OER: Workshop: Multi-repository Deposit to OER and IR at the Same Time

OERPub API for Publishing Remixable Open Educational Resources (OER)


Both run by Kathi Fletcher and her team from the Shuttleworth Foundation/Rice University, this was a great opportunity for us to see some of the cool work that has been going on with SWORDv2 outside of the remit of the project itself. We're very excited to see that SWORDv2 this year at OR12 has been a persistent theme, and Kathi and her team are in the vanguard of this work.


Cameron Neylon's plenary address


What more needs to be said? Cameron was, as usuall, eloquent and persuasive in his arguments for Open Access, presenting a view based on financial incentives and business cases which should appeal to a more senior management focussed audience.


SWORDv2 Pecha Kucha, Stuart Lewis


Stuart did a great job of presenting the SWORDv2++ work in this short presentation slot. It was a great disappointment that the conference organisers did not regard this work on SWORDv2 as worthy of a main-track presentation, so he was unable to expand on the detailed analysis and recommendations that the project made, but go and check out the [report (upload to media)] and you'll get the flavour.


Building an institutional research data management infrastructure, Sally Rumsey


We do quite a bit of work with the University of Oxford, particularly around Data Management Planning and Data archiving (through the OxfordDMPOnline and DataFlow projects), so it was great to see Sally presenting us with an overview of how the all the pieces (including, but also way beyond the projecs we are involved in) fit together.


Contributions for DSpace 3.0 and Tutorial on configuration & Usage of DSpace Configurable Workflow, @mire


The annual update from @mire on the incredible things they've been doing with the DSpace platform since the last Open Repositories conference. Among those things, the configurable workflow system which is part of DSpace 1.8.2 was covered, and looks to be a very valuable extension to the software. We're certainly thinking about ways that we can put it to use!
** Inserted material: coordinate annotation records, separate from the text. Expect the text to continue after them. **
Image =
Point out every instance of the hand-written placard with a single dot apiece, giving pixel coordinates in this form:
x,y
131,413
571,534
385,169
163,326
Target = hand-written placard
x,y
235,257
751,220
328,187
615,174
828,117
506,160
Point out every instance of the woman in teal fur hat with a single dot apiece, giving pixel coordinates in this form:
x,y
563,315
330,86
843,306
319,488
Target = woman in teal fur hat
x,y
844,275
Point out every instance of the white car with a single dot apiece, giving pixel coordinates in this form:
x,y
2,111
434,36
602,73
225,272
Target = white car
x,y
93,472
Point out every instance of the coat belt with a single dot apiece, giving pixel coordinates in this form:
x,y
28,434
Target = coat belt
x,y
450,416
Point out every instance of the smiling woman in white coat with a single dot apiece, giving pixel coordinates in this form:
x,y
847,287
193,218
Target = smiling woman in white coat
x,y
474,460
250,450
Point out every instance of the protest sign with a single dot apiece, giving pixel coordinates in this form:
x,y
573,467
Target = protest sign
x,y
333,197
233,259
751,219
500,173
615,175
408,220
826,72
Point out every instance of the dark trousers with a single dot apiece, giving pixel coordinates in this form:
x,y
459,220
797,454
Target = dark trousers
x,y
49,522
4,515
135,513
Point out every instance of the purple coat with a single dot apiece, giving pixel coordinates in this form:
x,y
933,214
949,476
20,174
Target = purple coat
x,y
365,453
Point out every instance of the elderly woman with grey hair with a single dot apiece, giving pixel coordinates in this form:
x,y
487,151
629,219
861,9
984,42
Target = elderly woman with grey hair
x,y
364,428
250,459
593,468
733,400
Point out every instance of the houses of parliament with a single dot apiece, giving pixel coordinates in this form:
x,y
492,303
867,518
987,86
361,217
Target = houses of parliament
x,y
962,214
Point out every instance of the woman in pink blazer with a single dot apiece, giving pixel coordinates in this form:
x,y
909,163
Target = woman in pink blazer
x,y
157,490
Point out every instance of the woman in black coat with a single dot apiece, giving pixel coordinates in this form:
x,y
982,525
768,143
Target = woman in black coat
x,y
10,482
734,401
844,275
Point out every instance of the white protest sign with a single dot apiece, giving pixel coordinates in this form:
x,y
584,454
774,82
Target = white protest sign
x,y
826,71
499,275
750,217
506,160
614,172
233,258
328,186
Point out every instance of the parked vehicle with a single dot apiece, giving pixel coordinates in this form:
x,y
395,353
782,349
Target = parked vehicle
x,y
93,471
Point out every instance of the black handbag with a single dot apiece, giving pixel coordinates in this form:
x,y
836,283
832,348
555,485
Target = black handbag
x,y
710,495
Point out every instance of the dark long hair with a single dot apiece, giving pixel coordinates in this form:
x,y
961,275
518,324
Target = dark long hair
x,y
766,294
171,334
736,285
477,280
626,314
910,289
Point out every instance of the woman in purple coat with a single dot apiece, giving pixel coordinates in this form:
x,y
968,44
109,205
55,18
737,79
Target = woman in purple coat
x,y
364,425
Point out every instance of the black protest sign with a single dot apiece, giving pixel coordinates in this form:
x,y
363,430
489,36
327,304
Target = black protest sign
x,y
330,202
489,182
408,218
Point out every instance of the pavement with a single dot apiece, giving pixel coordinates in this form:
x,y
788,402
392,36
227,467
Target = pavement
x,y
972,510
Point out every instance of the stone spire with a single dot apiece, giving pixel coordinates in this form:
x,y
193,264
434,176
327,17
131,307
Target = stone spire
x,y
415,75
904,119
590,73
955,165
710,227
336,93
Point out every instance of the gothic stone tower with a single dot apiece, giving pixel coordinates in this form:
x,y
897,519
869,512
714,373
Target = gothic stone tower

Surfacing Google Analytics in DSpace, Claire Knowles


Claire's presentation was moved to a different slot at the last minute, which meant that it probably didn't get the audience it deserved. Showing us in very simple terms how effectively you can gather and present your usage metrics via Google Analytics, you can see how researchers would like it, and thus hopefully engage more with their archived research outputs.


Conference dinner and Ceilidh


No write up of the conference would be complete without mention of the spectacular dinner and dance at the National Museum of Scotland. A wonderful building, great food, and exhausting Ceilidh dancing into the wee hours. Also spotted were JISC's Balviar Notay and Glasgow's William Nixon showing us all how it is done:

Looking forward to seeing you all next year on Prince Edward Island!